Healthcare breaches are expensive. Recent studies by NetDiligence and Ponemon show that breaches cost healthcare organizations $408/record. In addition, crisis services cost three times more than other industries and credit/identity monitoring costs four times more than the average.
Despite company size or budget, a variety of solutions exist to reduce risk factors related to insider threats and program set up. Service providers are also available to help set controls.
Insider Training
- Educate to decrease insider threats. 25% of breaches result from employees clicking on something that they think is legitimate. Employers can help combat this ever-growing problem by educating employees on how to identify red flags. Why invest? Breaches resulting from employee actions represent the highest regulatory and legal expense costs. Good education programs are shown to reduce breach costs by $9/record.
- Create response programs. Knowing what to do and how to investigate a data breach is very cost-effective. Create and train an incident response team through on-site mock breach exercises. This has shown to reduce the cost of a breach by $14/record and shorten post-breach investigation time.
Program Set Up
- Data classification and elimination is very important. Old is bad data and it collects rapidly if not destroyed in a responsible fashion. The ROI on eliminating old data has proven to reduce breach cost by $5/record.
- Implement extensive use of encryption.
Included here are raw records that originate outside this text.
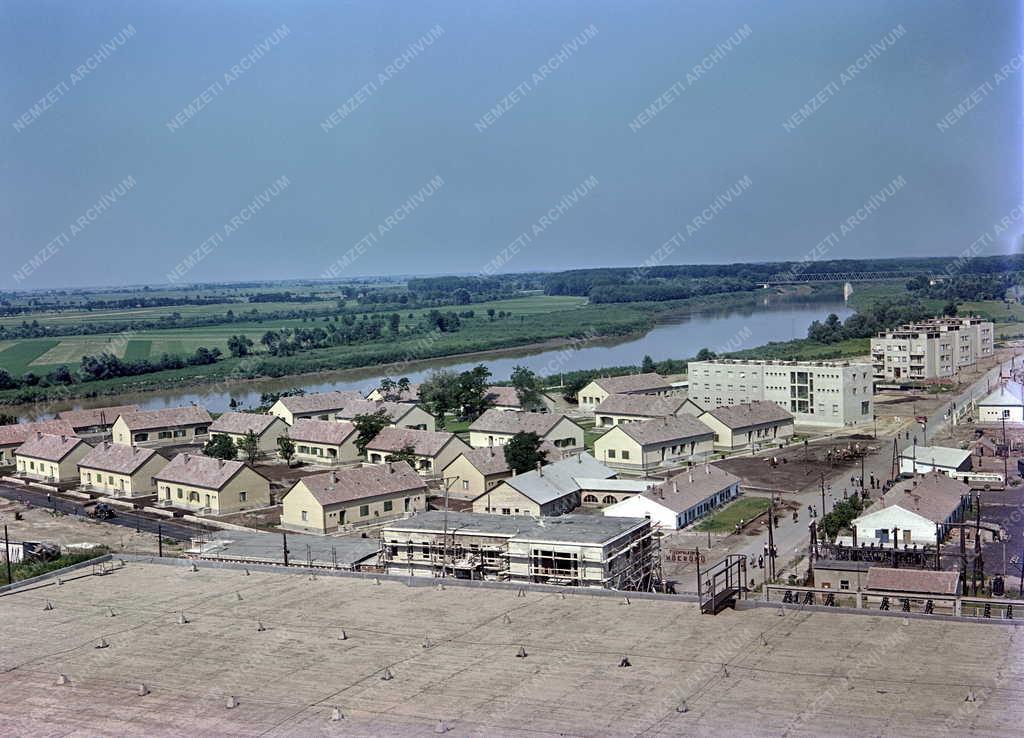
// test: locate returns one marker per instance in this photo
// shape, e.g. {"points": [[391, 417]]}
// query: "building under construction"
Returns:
{"points": [[570, 550]]}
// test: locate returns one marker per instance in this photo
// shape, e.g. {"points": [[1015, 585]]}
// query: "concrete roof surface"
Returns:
{"points": [[809, 681], [117, 458]]}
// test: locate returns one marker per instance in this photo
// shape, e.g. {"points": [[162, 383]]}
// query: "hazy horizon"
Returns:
{"points": [[353, 142]]}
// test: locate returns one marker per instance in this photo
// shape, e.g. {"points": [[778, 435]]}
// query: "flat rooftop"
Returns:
{"points": [[747, 673], [576, 528]]}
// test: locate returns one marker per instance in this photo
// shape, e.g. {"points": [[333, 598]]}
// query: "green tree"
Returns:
{"points": [[286, 449], [527, 388], [523, 451], [249, 445], [220, 446], [368, 426]]}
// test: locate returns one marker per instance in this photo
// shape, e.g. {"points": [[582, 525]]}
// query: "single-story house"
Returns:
{"points": [[506, 398], [476, 471], [51, 458], [120, 470], [410, 394], [1006, 402], [634, 408], [95, 420], [650, 444], [14, 435], [326, 503], [682, 498], [402, 415], [643, 384], [920, 460], [211, 486], [550, 489], [600, 492], [325, 441], [317, 405], [432, 450], [496, 428], [919, 511], [749, 425], [237, 426], [164, 427]]}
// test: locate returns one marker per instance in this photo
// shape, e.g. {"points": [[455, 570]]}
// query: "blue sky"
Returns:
{"points": [[567, 124]]}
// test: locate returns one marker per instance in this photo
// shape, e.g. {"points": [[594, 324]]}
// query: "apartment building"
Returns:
{"points": [[931, 349], [832, 394]]}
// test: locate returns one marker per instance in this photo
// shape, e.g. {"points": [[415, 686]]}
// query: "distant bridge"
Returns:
{"points": [[792, 278]]}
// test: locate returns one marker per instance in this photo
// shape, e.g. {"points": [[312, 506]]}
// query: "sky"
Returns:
{"points": [[171, 142]]}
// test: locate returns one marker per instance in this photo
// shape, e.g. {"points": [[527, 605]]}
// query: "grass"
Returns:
{"points": [[725, 520]]}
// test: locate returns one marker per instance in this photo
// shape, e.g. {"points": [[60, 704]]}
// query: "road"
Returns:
{"points": [[169, 528]]}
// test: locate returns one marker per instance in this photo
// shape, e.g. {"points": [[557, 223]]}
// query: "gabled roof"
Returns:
{"points": [[553, 481], [118, 458], [926, 581], [350, 484], [632, 383], [664, 430], [242, 423], [749, 415], [16, 434], [166, 418], [197, 471], [92, 417], [640, 405], [682, 491], [331, 432], [49, 446], [318, 401], [933, 495], [495, 421], [1008, 394], [426, 443]]}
Best practices are to apply this as much as possible from appropriate e-mails to data storage to employee mobile phones that can easily be lost. Often, if you can prove that the data is encrypted, it is not considered a breach. This can reduce a breach by $13/record
- Monitoring to identify and contain a security event provides critical information. The faster a breach can be identified and contained, the lower the cost. For instance, stats show that if you can contain a breach within 30 days, an organization can save approximately $1 million in post-breach costs.
Available Services
- Specialized managed security services are available to take care of security-related work. Studies show that companies that deploy this type of automation can reduce breach costs by 35%. This does not include the cloud-based services. You need people to manage this function.
- Cyber security insurance is available and you can leverage these carriers to help shape up your program. It is in their best interest that you avoid a breach, so use them as a resource. Also, cyber insurance is an area where you do not want to bargain shop. Discuss various programs with your carrier or broker to understand the value that accompanies each cost level.
- Services exist to monitor third-party providers. There are inexpensive security score cards that you can purchase to evaluate vendor security. Ultimately, you want to conduct a risk assessment that identifies policies around timely reporting, compliance programs and technical safeguards.